The walnut gathering has now begun in earnest. 16 trees worth of walnuts all to be picked up by hand , at least up until now. A very satisfying task which no doubt goes a long way to unleashing the hidden forager apparently lying within us all from way back when gathering nuts & berries was the key to survival.
It does pays havoc with a weak back though and this week I gave in and , most unlike me, bought a gadget! A rolling wire cage originally designed for collecting golf balls & now used by most of the local community for collecting nuts. A mere 70 €…ahem…Emma & Alistair were aghast. ” 70€ for a cage and a pole? You must be mad…” and Alistair just had to add, ” And you won’t buy me an i-phone…? ” Personally I didn’t see the logic in this last bit but have to say I did think twice about the value of the cage & pole.
But this was what convinced me – to all of the aging local community round here, “un sou est un sou” (every penny counts!) & yet nearly everybody had parted with their hard earned cash and were happy so I reckoned there must be something in that. And earlier this week we happened to see an old man using one & stopped for a cheeky free trial run. He had supposedly collected 7 buckets of walnuts in the time he would have normally done 3 – I was sold!
I have to say I am not disappointed – half the time saved, no sore back, no black tannin stained hands and if it can multi- task and collect golf balls too, so much the better… 70 € very well spent!
This week we also got the news that after 3 years of orthodontic treatment Alistair has now got to get 2, possibly 4, wisdom teeth taken out – on the 21st December. Just in time for Christmas. Great. Looks like we’ll have to purée the Christmas Dinner. Which leads me quite nicely into the hot topic of conversation in our household this week….should we or should we not embrace The Good Life to the full and dispatch the poultry? I have struggled with this even although I know it makes perfect sense to give the hens & guinea fowl a good life and then know exactly what you’re feeding your family rather than supporting someone else to do it. “What?? Eat Lolita??!” I can still hear Emma now. It doesn’t pay to get emotionally attached.

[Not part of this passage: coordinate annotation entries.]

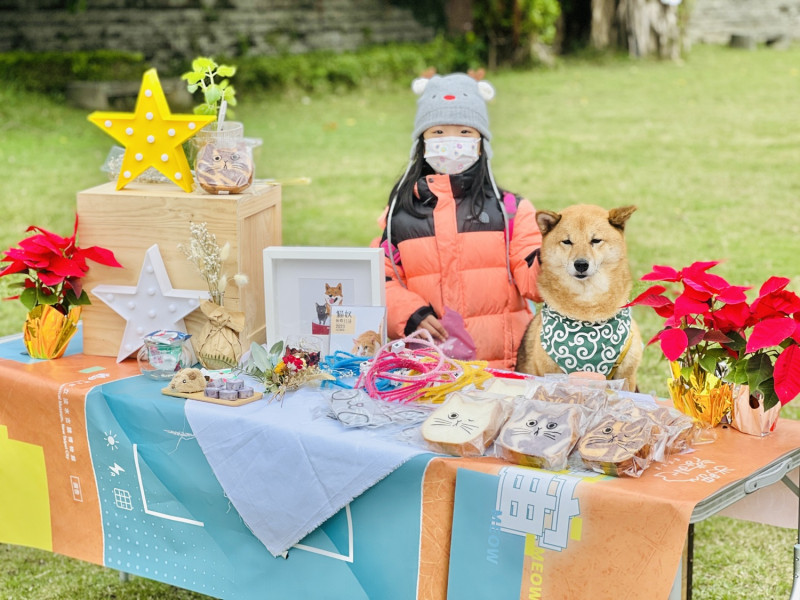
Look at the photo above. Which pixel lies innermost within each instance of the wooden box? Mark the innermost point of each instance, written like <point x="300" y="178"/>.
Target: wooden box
<point x="131" y="220"/>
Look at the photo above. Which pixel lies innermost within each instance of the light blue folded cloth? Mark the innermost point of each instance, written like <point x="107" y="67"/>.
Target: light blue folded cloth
<point x="285" y="471"/>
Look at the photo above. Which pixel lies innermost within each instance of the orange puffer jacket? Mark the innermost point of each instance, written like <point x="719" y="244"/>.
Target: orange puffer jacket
<point x="449" y="259"/>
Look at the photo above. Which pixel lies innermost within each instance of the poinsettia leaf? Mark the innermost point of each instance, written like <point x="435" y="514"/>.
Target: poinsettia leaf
<point x="737" y="342"/>
<point x="673" y="343"/>
<point x="787" y="374"/>
<point x="733" y="294"/>
<point x="661" y="273"/>
<point x="715" y="336"/>
<point x="688" y="306"/>
<point x="652" y="296"/>
<point x="759" y="369"/>
<point x="773" y="284"/>
<point x="102" y="256"/>
<point x="770" y="332"/>
<point x="694" y="335"/>
<point x="28" y="298"/>
<point x="49" y="299"/>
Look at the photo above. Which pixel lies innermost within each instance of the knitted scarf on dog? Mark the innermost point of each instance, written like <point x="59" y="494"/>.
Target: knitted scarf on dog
<point x="585" y="346"/>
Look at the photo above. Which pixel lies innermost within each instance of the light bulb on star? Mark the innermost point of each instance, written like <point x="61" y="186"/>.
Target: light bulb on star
<point x="152" y="135"/>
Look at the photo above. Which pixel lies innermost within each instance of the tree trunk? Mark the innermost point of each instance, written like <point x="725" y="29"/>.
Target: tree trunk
<point x="459" y="16"/>
<point x="603" y="33"/>
<point x="643" y="27"/>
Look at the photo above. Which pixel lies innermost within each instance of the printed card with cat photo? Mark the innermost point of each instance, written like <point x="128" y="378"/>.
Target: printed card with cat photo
<point x="359" y="330"/>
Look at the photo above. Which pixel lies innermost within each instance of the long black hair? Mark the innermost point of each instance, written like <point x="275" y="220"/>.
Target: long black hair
<point x="419" y="167"/>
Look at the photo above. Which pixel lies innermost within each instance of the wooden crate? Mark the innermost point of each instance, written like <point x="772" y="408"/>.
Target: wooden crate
<point x="131" y="220"/>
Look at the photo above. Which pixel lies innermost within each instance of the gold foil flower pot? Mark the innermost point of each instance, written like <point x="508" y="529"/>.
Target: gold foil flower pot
<point x="702" y="396"/>
<point x="47" y="331"/>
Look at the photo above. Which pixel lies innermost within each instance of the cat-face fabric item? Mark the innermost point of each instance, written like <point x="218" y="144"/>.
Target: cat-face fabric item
<point x="540" y="434"/>
<point x="462" y="426"/>
<point x="354" y="408"/>
<point x="617" y="446"/>
<point x="221" y="170"/>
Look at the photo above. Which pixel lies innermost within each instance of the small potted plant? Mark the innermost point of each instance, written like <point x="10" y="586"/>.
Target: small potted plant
<point x="51" y="267"/>
<point x="222" y="158"/>
<point x="714" y="338"/>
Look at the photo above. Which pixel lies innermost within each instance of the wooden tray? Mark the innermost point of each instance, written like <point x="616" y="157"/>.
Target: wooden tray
<point x="203" y="398"/>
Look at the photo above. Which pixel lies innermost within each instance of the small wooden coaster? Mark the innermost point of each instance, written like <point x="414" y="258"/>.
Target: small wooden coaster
<point x="203" y="398"/>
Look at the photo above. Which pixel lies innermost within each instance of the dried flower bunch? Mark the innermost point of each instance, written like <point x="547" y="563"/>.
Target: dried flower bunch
<point x="209" y="258"/>
<point x="283" y="369"/>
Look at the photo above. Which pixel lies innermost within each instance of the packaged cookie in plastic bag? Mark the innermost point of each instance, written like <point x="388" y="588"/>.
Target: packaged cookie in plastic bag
<point x="540" y="434"/>
<point x="463" y="426"/>
<point x="617" y="445"/>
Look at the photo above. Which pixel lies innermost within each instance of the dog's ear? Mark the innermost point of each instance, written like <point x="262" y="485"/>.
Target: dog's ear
<point x="619" y="216"/>
<point x="547" y="220"/>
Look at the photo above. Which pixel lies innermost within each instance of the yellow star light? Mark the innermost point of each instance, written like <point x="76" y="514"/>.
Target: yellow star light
<point x="152" y="135"/>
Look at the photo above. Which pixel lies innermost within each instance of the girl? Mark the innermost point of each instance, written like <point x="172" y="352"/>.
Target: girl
<point x="452" y="239"/>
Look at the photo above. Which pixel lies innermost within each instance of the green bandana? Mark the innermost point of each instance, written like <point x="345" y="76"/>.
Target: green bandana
<point x="582" y="345"/>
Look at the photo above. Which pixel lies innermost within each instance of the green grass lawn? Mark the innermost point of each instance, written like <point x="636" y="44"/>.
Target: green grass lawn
<point x="708" y="150"/>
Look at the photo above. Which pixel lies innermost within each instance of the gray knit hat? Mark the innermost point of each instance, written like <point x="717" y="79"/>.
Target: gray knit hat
<point x="455" y="99"/>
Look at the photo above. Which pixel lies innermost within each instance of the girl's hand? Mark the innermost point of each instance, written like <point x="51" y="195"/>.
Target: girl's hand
<point x="433" y="326"/>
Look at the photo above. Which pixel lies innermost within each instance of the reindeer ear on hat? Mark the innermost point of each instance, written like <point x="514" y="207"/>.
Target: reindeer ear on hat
<point x="486" y="90"/>
<point x="419" y="85"/>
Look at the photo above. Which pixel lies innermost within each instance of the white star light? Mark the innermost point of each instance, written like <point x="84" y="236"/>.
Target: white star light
<point x="153" y="304"/>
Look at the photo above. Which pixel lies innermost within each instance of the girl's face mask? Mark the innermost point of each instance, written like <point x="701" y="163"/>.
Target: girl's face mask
<point x="452" y="155"/>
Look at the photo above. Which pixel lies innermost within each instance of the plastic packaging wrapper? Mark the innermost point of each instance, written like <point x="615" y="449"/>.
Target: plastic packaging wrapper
<point x="594" y="398"/>
<point x="541" y="434"/>
<point x="464" y="426"/>
<point x="616" y="445"/>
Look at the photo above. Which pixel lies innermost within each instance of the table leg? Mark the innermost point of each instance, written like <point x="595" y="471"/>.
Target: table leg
<point x="682" y="586"/>
<point x="795" y="595"/>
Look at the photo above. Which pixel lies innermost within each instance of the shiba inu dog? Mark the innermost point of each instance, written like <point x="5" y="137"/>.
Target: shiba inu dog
<point x="584" y="282"/>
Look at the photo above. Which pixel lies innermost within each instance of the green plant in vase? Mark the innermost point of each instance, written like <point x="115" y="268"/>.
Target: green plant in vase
<point x="211" y="78"/>
<point x="222" y="158"/>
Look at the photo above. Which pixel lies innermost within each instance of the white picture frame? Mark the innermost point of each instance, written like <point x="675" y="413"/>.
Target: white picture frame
<point x="297" y="280"/>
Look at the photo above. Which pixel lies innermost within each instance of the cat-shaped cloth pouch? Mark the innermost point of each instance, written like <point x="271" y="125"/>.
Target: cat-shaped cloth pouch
<point x="541" y="434"/>
<point x="462" y="426"/>
<point x="617" y="445"/>
<point x="224" y="167"/>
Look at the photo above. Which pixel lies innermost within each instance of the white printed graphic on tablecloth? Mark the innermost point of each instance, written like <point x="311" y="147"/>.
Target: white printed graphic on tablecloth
<point x="691" y="469"/>
<point x="538" y="503"/>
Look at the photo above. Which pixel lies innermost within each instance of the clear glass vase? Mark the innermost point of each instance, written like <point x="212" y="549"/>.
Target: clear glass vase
<point x="223" y="159"/>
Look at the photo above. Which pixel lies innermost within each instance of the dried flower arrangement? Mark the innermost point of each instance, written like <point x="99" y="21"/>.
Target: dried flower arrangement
<point x="208" y="257"/>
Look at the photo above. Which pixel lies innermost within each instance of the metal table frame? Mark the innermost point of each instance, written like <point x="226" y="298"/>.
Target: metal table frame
<point x="777" y="471"/>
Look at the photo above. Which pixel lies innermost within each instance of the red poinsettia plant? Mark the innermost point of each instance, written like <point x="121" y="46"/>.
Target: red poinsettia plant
<point x="711" y="324"/>
<point x="52" y="267"/>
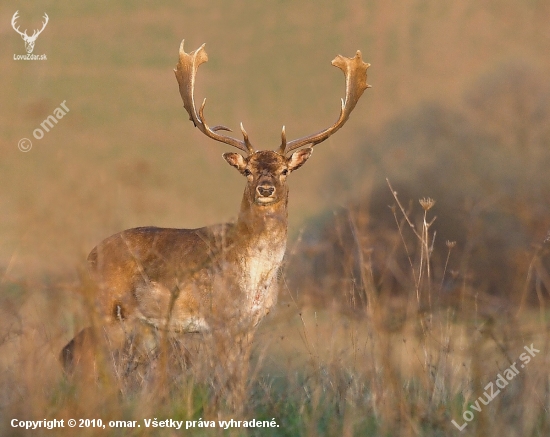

So I have given myself some guidelines
- don’t give them names.
- forget they all have their own quirky personalities & endearing ways
- don’t look them in the eye in the morning & imagine them on your plate at night
- remember that these are hens – the next batch will look & act just the same as these ones & you’ll soon forget you ate the last lot
Lolita for one will be spared our final decision as I found her yesterday morning half eaten by some nocturnal predator. I was a bit later than normal shutting up the hen house the night before so either she was having a late supper & I left her outside by mistake or she had already met her fate before I got there & I didn’t notice. Given this may well happen again over the Winter I am now a tiny step closer to being convinced that rearing our own food is the way to go…we’ll see.